Natural Resources and the Environment master’s student Mari Cullerton is now working to construct maps from 2015 to the present to create change detection maps to see if changes in the understory plant community can be detected over time, and hopefully updated annually.
“For this project, we don’t necessarily care what species the understory is, we just care whether we can see a change,” says Cullerton. “For instance, if there’s an invasive treatment where people remove plants such as barberry from the understory, can we see that change in the Sentinel-2 imagery? With the 10-meter resolution, it’s incredibly difficult because there are a lot of factors that influence the understory, such as differences in the phenology of the canopy above. If we have a late or early spring leaf out, the algorithm can detect leafing out early or late and it thinks that’s a change, but those plants are still there, it’s just a difference in phenology. That’s one major issue and we can solve it by using spatial data normalization, essentially comparing pixels around a central pixel to determine whether the changes were seen over large areas such as an early spring, or if it’s just that pixel, which is likely an indication of an understory change.”

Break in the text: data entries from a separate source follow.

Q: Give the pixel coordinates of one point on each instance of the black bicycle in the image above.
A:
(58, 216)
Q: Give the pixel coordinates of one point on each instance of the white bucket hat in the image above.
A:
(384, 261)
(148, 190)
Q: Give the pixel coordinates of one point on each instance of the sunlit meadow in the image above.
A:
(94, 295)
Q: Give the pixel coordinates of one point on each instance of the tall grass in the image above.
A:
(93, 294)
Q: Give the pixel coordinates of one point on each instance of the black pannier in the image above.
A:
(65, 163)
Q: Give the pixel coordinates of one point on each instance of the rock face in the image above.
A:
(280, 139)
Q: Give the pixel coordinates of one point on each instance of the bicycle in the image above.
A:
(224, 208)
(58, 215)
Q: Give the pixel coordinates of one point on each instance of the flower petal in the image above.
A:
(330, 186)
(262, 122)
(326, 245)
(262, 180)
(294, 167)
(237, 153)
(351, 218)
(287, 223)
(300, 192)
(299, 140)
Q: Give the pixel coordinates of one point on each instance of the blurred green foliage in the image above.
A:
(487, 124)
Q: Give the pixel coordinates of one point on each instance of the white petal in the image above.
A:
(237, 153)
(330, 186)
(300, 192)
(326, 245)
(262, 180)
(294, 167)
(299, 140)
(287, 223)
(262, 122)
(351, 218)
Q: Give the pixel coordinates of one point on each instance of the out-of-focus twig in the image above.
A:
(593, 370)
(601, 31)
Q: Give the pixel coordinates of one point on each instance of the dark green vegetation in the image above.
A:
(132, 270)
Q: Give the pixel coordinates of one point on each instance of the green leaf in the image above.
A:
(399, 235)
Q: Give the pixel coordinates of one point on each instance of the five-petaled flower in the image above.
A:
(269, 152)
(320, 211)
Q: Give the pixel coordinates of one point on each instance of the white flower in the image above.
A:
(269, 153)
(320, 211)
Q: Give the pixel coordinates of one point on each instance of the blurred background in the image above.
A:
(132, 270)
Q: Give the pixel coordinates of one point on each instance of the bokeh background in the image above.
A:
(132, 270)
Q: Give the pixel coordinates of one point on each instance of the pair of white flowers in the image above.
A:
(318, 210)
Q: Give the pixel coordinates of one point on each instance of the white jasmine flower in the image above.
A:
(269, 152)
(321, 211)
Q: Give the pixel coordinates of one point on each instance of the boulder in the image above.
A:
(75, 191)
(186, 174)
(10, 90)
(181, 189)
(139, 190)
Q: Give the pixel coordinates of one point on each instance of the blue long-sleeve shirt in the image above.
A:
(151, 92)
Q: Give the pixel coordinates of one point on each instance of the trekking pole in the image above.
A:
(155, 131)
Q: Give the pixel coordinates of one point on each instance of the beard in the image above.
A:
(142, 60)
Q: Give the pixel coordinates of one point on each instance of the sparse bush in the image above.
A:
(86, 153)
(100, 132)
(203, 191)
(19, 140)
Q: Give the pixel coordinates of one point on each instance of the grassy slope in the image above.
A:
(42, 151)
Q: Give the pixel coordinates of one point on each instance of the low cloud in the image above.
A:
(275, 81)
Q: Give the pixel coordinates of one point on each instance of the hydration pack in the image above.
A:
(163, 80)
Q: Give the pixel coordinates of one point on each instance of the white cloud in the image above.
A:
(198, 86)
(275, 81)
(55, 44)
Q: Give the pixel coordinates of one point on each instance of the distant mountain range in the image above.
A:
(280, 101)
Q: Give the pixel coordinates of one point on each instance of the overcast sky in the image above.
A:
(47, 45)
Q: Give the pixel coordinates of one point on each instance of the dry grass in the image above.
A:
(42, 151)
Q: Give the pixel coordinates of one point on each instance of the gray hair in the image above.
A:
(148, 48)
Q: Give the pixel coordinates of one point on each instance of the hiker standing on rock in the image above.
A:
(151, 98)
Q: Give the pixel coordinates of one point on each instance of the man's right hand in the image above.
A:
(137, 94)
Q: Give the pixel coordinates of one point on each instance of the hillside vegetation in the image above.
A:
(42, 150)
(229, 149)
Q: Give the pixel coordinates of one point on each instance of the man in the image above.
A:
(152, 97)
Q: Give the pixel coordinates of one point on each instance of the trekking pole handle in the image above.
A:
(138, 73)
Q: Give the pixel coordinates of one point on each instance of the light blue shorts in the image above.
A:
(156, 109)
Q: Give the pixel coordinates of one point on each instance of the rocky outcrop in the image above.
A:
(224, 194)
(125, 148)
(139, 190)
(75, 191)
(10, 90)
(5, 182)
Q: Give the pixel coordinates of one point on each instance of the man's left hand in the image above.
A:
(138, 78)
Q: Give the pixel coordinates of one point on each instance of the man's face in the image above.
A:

Initially, Zhu says the researchers were not sure they could construct such a precise map, and they are thrilled with the results.
“This is one of the largest understory species mapping activities ever in remote sensing history and I think there are a lot of things we can do with this kind of product, in addition to studying wildlife habitat.”
The final maps can be accessed interactively here.
Rittenhouse credits the success to the power of collaboration:
“When you have this many people thinking deeply about a topic and trying to figure it out, it is a real benefit to have this wonderful collaboration that we have. I’m an ecologist by training, so I benefit tremendously from this collaboration and working with so many talented people who can do the things when I have an idea, and they figure out how to make it happen.”
This project was funded by a grant from the Connecticut Department of Energy and Environmental Protection, Wildlife Division.